Паучьи орхидеи. Две растут в жестяной банке на моем столе — прелестные, элегантные, маленькие растения; стоят почти прямо, по два цветка на каждом стебельке, смотрят, подобно Янусу, в разные стороны. Два широких зеленых крылышка, два боковых лепестка, зеленый шлем и роскошная бархатистая коричневая губа, длинная и вздутая.

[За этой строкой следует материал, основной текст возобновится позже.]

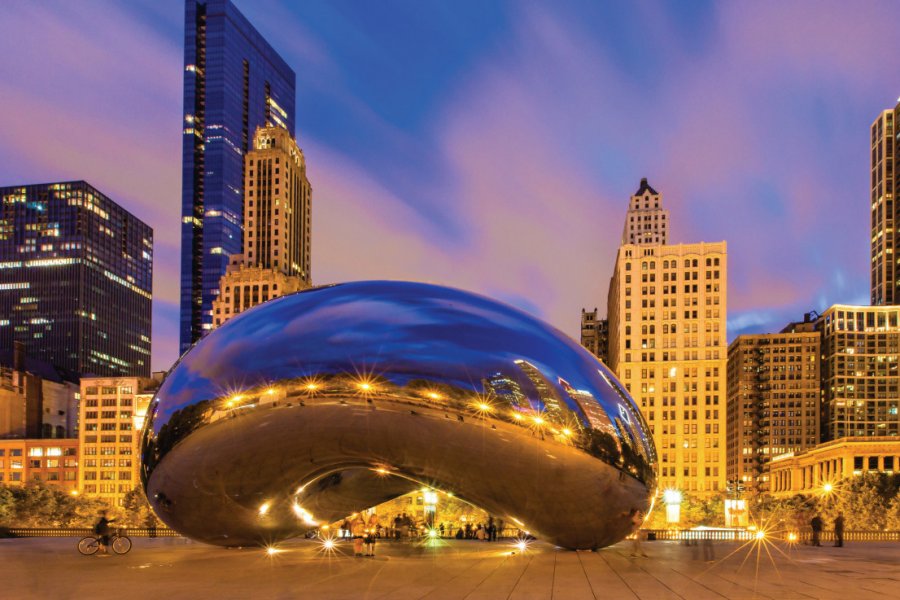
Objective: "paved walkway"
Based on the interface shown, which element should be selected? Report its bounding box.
[0,538,900,600]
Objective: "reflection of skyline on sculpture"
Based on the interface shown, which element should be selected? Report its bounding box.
[148,282,652,454]
[142,281,656,548]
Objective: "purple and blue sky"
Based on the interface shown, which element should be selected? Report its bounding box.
[0,0,900,369]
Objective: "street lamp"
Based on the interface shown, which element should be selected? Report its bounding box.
[423,490,437,531]
[663,488,684,525]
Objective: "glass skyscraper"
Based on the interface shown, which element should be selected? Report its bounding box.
[0,181,153,376]
[180,0,296,352]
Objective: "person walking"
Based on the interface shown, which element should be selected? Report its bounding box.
[94,510,115,556]
[627,508,648,558]
[350,514,366,556]
[834,511,844,548]
[809,513,822,546]
[363,513,381,556]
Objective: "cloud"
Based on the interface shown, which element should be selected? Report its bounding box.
[0,1,182,368]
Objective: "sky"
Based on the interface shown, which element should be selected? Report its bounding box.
[0,0,900,370]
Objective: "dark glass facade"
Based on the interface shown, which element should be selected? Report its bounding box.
[180,0,296,352]
[0,181,153,376]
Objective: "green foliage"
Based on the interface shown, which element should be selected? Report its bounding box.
[752,473,900,531]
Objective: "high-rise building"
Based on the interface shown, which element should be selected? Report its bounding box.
[180,0,296,352]
[78,374,162,506]
[0,181,153,375]
[870,104,900,306]
[581,308,609,363]
[624,177,669,245]
[213,127,312,327]
[726,314,821,493]
[816,304,900,440]
[607,181,728,493]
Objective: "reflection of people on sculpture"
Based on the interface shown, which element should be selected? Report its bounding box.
[363,513,381,556]
[623,508,647,558]
[350,514,366,556]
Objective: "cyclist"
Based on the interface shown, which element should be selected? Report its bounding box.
[94,510,115,556]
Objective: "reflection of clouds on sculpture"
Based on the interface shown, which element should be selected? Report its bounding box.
[143,282,655,547]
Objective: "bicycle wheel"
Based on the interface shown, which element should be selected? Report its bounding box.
[78,536,100,556]
[112,535,131,554]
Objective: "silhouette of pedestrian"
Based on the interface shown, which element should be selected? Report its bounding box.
[809,514,822,546]
[834,512,844,548]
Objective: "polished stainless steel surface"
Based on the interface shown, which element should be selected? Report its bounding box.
[142,281,656,548]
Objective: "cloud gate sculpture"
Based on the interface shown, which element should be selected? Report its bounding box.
[141,281,656,549]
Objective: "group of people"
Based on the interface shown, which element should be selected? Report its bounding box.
[454,517,503,542]
[341,512,382,556]
[809,512,844,548]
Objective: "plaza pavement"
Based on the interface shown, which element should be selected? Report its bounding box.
[0,538,900,600]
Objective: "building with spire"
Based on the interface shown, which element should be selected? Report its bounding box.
[622,177,669,245]
[607,179,728,494]
[213,127,312,327]
[180,0,296,352]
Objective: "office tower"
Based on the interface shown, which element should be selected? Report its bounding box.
[816,304,900,440]
[607,182,728,493]
[727,314,821,493]
[620,177,669,245]
[0,438,78,494]
[870,104,900,306]
[581,308,609,363]
[0,181,153,375]
[180,0,296,352]
[78,374,162,506]
[213,127,312,327]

У меня также живет настоящий паук — апатичный черный тарантул, небольшой, он сидит в бутылке из-под коньяка. Паук сплел довольно жалкую паутину и поедает в большом количестве мух. У него крупные зеленые ядовитые зубки; в нем есть какое-то мрачное очарование. Возможно, этому способствует сохранившийся запах коньяка. Сегодня он ничего не ел, лежит скрюченный, ко всему равнодушный, недвижимый — он на пути в нирвану, где никогда не кончается мушиный сок.
11 февраля
Апокриас[431]. Школьный бал. За наш стол после обеда сел американизированный молодой грек. Говорил, думал, танцевал и вел себя настолько по-американски, что как-то забывалось, что он грек. За обедом было скучно — с нами сидел директор. Вина хоть залейся. Супруги Кристи пили, как обычно, много, постоянно наполняли бокалы, и вечер для меня понемногу превращался в кошмар. Во-первых, начались танцы. Я не танцевал, потому что не могу вынести их публичности: иностранец среди местных жителей всегда привлекает внимание. Остальные танцевали, а я стоял и наблюдал. Во взгляде Роя появилось лукавое, заторможенное, пьяное выражение — дьявол в нем уже скалил зубы и потихоньку выбирался наружу, — тогда и начались неприятности. На столе еще оставалось спиртное, когда я предложил пойти в «Саванту», где намечалась еще одна вечеринка. «Никуда я не пойду, пока здесь есть выпивка». Эту разновидность алкоголизма я не выношу. Это не дипсомания, а культ спиртного. Кристи только о нем и говорят — что бы они хотели выпить, сколько способны выпить, как бы им хотелось выпить. Рой всегда уточняет, как много он выпил. Если вы не пьете наравне с ним, в его обращении появляется презрительный оттенок, что я нахожу нелепым и примитивным. Для него способность много выпить — ценнейшее социальное качество. Во время вечеринки я обычно выпиваю три четверти его нормы, но после этого я, как правило, трезв, а он основательно пьян. По остекленевшим глазам и яростной жестикуляции я понимаю, что спиртное для него — наркотик. Он громче говорит, громче поет и страстно спорит из-за пустяков.